Le nuove modalità introdotte dalla direzione
«Chi desidera usufruire di questa opportunità – si legge – è tenuto a svolgere la cena nella fascia oraria 20-22; trascorso tale orario, si richiede gentilmente di riposizionare tavoli e sedie impiegati nelle proprie cabine per agevolare le operazioni di pulizia e riordino del personale di servizio». Si chiede quindi di «portare il tavolo esclusivamente nella pertinenza del proprio ombrellone senza interessare le aree limitrofe altrui». E «al termine ciascun cliente è tenuto a lasciare pulito il piazzale dai residui da lui prodotti durante la serata».

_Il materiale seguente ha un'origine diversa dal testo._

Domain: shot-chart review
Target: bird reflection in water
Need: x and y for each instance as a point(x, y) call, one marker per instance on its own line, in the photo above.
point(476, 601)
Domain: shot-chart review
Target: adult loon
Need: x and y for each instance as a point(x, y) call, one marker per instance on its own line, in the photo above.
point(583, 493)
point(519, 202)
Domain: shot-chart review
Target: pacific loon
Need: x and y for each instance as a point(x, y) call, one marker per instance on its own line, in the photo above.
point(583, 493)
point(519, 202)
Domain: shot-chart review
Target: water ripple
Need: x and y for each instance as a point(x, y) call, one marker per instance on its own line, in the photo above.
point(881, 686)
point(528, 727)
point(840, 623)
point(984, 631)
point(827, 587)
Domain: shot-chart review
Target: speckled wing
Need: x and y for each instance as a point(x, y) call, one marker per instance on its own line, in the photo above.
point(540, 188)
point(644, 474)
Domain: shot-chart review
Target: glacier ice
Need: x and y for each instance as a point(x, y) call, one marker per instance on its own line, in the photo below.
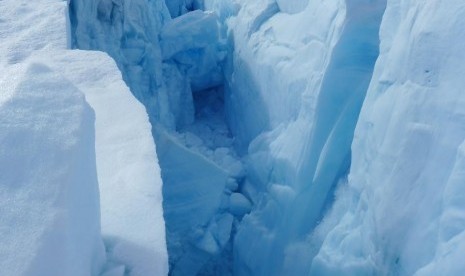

Gestione degli spazi tra sabbia e cemento
Altro passaggio: «I clienti con ombrellone sulla sabbia potranno, previo accordo con coloro che lo hanno sul cemento, usufruire di tale spazio per la cena. Per evitare qualsiasi forma di abuso, la direzione dovrà essere informata dell’accordo, a cura della parte che concede il consenso. In alternativa potranno usufruire con i propri tavoli e sedie a corredo della cabine, dell’area sottostante i cosiddetti funghi».
Il ruolo della direzione
Ultimo passaggio del cartello: «La direzione e il suo staff – si legge a caratteri cubitali – è sempre presente per garantire il rispetto di queste semplici regole. Se doveste notare qualcosa che non va, vi invitiamo innanzitutto a parlarne serenamente con la parte coinvolta. Se invece la situazione non si risolve, siamo a disposizione per aiutarvi».
Un clima più disteso dopo le proteste
Sembrano così essere state gettate le basi per un confronto più sereno tra la direzione e quei clienti che nelle ultime settimane avevano deciso di alzare la voce.
Le ragioni della protesta
A far traboccare il vaso era stato proprio il divieto di cenare nella zona degli ombrelloni, più fresca perché vicina al mare, mentre il caldo di questo luglio da record continuava a farsi sentire.
La lettera dei bagnanti e le lamentele storiche
Il Tirreno lo ha raccontato la prima volta il 27 luglio scorso, quando un nutrito gruppo di clienti ha preso in mano la tastiera e ha reso pubbliche una serie di lamentele che da tempo si stavano facendo strada nello stabilimento: «Mancate ristrutturazioni, divieti surreali, micro-tasse ingiustificate e abbonamenti negati a chi osa lamentarsi». Con un cenno anche ai 10 euro chiesti per accendere i fari del gabbione la sera.
La posizione dei gestori
Dall’altra parte, i gestori avevano ripetuto che «le regole ci sono per rispettarsi l’un l’altro». Affidando il loro pensiero a un altro cartello in bacheca: «Chi frequenta questo stabilimento da anni tende a sviluppare involontariamente un senso di appartenenza quasi “proprietaria” verso le proprie pertinenze e la comunità tutta, se questa gestione ha deciso di introdurre regole più rigide, alcuni clienti storici hanno percepito questo cambiamento come un abuso di potere o un tradimento della tradizione del luogo». Ma «se da un lato comprendiamo il disorientamento di chi fatica ad adeguarsi a standard di rispetto collettivo più rigorosi, dall’altro rimaniamo fermi nel voler offrire una struttura che sia il più possibile ordinata, efficiente e sicura».
Un nuovo equilibrio
Ora questo nuovo cartello che comunque appare come un punto di incontro. Mentre, a giudicare dalle foto sui social, nelle serate di animazione è tornato spazio per i sorrisi.